The method, the device, the equipment and the storage medium for acquiring the electric quantity of the electronic equipment provided by the invention are described in detail. In the description, each embodiment is described in a progressive manner, and each embodiment is mainly described by the differences from other embodiments, so that the same similar parts among the embodiments are mutually referred. For the device disclosed in the embodiment, since it corresponds to the method disclosed in the embodiment, the description is relatively simple, and the relevant points refer to the description of the method section.

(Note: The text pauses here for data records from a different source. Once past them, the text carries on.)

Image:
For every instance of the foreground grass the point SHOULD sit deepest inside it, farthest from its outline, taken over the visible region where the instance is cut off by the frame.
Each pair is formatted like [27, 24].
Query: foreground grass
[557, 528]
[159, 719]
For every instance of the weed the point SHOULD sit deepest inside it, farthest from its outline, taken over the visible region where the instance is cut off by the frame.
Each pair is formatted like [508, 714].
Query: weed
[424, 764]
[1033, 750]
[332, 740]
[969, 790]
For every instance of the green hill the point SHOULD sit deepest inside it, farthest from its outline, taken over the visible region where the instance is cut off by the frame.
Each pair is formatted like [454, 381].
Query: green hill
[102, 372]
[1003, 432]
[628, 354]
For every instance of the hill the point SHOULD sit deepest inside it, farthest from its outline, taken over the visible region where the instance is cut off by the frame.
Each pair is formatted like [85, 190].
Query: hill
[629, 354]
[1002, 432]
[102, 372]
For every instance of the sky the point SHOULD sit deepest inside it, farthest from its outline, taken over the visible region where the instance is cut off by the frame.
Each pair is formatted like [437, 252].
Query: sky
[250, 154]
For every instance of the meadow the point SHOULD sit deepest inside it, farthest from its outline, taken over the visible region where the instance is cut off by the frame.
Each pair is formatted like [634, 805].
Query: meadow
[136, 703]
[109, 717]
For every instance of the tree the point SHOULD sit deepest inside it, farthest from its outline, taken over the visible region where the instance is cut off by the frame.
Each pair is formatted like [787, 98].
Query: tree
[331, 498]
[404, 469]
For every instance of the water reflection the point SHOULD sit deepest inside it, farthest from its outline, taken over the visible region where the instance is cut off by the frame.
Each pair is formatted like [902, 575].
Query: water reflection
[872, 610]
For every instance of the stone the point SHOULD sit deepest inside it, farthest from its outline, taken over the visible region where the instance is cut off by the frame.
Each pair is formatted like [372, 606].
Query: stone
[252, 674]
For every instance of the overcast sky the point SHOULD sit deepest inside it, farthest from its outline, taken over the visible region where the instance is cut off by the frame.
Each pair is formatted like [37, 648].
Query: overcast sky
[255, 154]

It should be noted that it will be apparent to those skilled in the art that various modifications and adaptations of the invention can be made without departing from the principles of the invention and these modifications and adaptations are intended to be within the scope of the invention as defined in the following claims.

It should also be noted that in this specification, relational terms such as first and second, and the like are used solely to distinguish one entity or action from another entity or action without necessarily requiring or implying any actual such relationship or order between such entities or actions. Moreover, the terms "comprises," "comprising," or any other variation thereof, are intended to cover a non-exclusive inclusion, such that a process, method, article, or apparatus that comprises a list of elements does not include only those elements but may include other elements not expressly listed or inherent to such process, method, article, or apparatus. Without further limitation, an element defined by the phrase "comprising one … …" does not exclude the presence of other like elements in a process, method, article, or apparatus that comprises the element.

Claims

1. A method for obtaining an electric quantity of an electronic device, comprising:

when a charging event is received, reading the initial voltage of the battery;

when the target charging time is reached, determining the next display electric quantity as the current display electric quantity;

the determining, according to the accumulated charging time and the first correspondence, a target charging time required by the initial voltage to reach a voltage corresponding to a next display power specifically includes:

acquiring a display interval of the display electric quantity;

acquiring the change rate of the target voltage corresponding to the voltage interval along with the accumulated charging time;

determining the charging time required by the initial voltage to reach the voltage corresponding to the next display electric quantity according to the change rate;

the voltage interval is an interval formed by two adjacent target voltages.

2. The method of claim 1, wherein after determining that the next display power is the current display power, further comprising:

3. The method as recited in claim 1, further comprising:

4. A method according to any one of claims 1-3, further comprising, after said reading the initial voltage of the battery:

5. The method of claim 4, wherein the preset abnormal voltage handling rules specifically include:

6. The method as recited in claim 1, further comprising:

7. An electric quantity acquisition device of an electronic device, characterized by comprising:

the acquisition module is used for determining the next display electric quantity as the current display electric quantity after the target charging time is reached;

the determining module specifically includes:

the voltage interval is an interval formed by two adjacent target voltages.

8. An electric quantity acquisition device of an electronic device, characterized by comprising a memory for storing a computer program;

a processor for implementing the steps of the method for acquiring electric power of an electronic device according to any one of claims 1 to 6 when executing the computer program.

9. A computer-readable storage medium, characterized in that the computer-readable storage medium has stored thereon a computer program which, when executed by a processor, implements the steps of the method for acquiring electric power of an electronic device according to any one of claims 1 to 6.